Cache capacity too small: Hot data size exceeds Cache capacity.
Unsuitable Eviction Policy: Default LRU is not always optimal.
Resource Contention: Multiple applications/threads sharing a small Cache memory pool, continuously evicting each other’s data.

Solutions:

Increase Cache size.
Change the Eviction Policy (e.g., from LRU to LFU).
Review application logic: there may be a logic flow continuously scanning all data in the DB, pushing hot data out of Cache.

5. Memory Fragmentation

Definition: RAM becomes divided into many scattered free regions during continuous allocation and deallocation of data. Although the total free space may still be substantial, the system cannot find a contiguous memory region large enough -> wasted resources or OOM.

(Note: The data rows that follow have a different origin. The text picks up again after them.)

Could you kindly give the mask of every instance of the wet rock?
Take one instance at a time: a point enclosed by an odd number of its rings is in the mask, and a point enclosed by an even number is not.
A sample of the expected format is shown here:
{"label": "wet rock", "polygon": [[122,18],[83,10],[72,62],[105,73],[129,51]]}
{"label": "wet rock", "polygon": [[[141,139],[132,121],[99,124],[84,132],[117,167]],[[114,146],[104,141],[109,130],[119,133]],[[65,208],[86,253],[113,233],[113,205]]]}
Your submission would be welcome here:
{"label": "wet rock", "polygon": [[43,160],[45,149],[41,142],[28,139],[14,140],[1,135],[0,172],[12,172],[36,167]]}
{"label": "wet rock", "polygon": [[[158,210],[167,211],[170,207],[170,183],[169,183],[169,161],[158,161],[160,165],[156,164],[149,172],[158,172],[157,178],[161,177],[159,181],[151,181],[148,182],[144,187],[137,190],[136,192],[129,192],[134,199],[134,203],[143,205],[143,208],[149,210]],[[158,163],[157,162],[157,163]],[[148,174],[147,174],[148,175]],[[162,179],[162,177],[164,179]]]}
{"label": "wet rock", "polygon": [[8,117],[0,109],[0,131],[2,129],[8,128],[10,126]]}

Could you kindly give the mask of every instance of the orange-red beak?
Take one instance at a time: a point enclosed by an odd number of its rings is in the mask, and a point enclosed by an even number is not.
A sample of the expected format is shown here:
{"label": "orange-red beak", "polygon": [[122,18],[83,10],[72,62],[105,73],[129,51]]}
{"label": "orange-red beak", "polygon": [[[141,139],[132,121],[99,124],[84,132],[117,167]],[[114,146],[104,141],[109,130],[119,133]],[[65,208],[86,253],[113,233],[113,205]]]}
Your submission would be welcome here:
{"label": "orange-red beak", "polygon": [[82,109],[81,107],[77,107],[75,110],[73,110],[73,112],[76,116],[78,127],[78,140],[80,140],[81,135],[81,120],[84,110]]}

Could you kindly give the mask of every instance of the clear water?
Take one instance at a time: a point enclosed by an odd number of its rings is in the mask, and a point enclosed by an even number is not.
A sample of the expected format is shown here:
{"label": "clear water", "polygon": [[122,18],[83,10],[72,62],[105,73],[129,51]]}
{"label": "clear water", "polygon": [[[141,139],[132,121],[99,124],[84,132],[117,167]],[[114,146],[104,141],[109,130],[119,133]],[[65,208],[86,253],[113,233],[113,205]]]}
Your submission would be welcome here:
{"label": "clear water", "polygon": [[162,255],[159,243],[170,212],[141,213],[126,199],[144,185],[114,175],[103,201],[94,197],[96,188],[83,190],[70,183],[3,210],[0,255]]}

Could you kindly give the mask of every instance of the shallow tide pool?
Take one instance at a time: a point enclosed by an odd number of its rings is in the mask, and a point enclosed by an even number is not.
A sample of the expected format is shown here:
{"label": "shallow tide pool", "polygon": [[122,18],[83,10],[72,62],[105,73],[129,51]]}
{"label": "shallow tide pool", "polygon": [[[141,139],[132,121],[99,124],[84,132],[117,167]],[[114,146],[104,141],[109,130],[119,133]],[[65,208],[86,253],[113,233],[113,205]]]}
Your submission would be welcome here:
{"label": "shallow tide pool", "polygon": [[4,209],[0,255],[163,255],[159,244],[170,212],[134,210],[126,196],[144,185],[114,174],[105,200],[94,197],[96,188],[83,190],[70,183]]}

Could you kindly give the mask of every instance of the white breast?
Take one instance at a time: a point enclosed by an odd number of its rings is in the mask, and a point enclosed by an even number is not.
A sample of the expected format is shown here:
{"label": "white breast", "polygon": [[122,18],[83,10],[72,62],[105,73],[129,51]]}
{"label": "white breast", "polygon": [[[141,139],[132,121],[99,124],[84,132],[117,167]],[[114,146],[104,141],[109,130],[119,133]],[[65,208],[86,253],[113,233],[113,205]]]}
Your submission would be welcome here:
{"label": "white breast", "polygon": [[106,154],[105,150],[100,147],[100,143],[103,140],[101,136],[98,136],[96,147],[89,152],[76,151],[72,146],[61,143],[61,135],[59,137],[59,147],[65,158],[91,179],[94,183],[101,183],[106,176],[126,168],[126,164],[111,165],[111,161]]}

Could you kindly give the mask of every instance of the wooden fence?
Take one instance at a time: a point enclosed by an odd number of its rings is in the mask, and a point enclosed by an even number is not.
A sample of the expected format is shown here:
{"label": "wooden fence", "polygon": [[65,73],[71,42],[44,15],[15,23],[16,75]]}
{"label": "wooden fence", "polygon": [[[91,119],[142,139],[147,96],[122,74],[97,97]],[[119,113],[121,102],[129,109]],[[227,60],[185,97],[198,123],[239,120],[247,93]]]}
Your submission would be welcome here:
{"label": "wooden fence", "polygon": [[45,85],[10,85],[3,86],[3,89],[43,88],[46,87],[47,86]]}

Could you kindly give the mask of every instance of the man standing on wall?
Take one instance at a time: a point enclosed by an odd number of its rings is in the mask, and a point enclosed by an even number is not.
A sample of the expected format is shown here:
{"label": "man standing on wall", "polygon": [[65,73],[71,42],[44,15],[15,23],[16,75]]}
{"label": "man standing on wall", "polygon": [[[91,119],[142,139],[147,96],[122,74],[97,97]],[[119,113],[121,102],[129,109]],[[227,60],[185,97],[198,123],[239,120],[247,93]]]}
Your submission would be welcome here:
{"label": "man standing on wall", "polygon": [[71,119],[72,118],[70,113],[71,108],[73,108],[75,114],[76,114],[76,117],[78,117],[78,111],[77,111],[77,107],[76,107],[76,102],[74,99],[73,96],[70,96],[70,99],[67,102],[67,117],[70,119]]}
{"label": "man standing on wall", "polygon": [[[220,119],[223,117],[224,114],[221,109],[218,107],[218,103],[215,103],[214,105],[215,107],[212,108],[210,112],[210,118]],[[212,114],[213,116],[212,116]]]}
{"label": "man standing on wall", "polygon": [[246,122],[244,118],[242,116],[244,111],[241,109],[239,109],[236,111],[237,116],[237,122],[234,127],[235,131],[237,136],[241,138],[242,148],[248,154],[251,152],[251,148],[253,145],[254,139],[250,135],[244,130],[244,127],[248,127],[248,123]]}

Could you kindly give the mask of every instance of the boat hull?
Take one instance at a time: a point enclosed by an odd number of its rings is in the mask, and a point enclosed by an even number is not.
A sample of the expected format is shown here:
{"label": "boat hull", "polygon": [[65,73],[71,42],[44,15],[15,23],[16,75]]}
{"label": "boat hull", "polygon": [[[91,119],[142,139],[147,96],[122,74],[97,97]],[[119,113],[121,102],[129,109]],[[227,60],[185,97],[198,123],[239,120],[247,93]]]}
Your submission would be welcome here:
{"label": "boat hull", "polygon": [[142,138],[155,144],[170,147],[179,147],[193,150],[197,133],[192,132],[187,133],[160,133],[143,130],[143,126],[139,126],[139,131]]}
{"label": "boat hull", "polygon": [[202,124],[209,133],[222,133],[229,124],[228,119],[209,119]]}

Two types of fragmentation:

External Fragmentation: Data is continuously created, updated, and randomly deleted. Free memory regions get chopped up and interspersed. For example in Redis: jemalloc cannot fully return small scattered memory pages to the OS -> the OS sees Redis “consuming” a lot of RAM but in reality only a portion is used.

Internal Fragmentation: The OS allocates in fixed-size blocks. For example: Memcached divides memory into Slab Classes (96 bytes, 120 bytes…). Storing a 97-byte value -> goes into the 120-byte class -> wastes 23 bytes (~20%).

Solutions for Redis:

Enable Active Defragmentation (Redis 4.0+): CONFIG SET activedefrag yes
Restart: Save data to disk (RDB/AOF) then restart.
Separate servers: If data sizes vary greatly (sessions of a few dozen bytes vs. cached HTML pages of several MB), split them into 2 separate Cache servers.

6. Connection Churn — Connection “Spinning”

Definition: Clients continuously open new TCP connections to the Cache server, send a few requests, then close the connection, repeating at high frequency.

Consequences:

CPU/RAM Overhead: TCP requires a 3-way handshake to open and a 4-way teardown to close. Each connection occupies a file descriptor. CPU spends most of its time on system calls instead of GET/SET operations.
Port Exhaustion: When a connection is closed, the OS puts the port into TIME_WAIT state lasting 60s. Opening/closing thousands of connections per second -> port depletion.

Solutions:

Connection Pooling on the App Server to maintain a stable number of connections.
Proxy: Place a proxy between App Server and Cache Server (Twemproxy, Envoy). The proxy is responsible for maintaining stable TCP connections.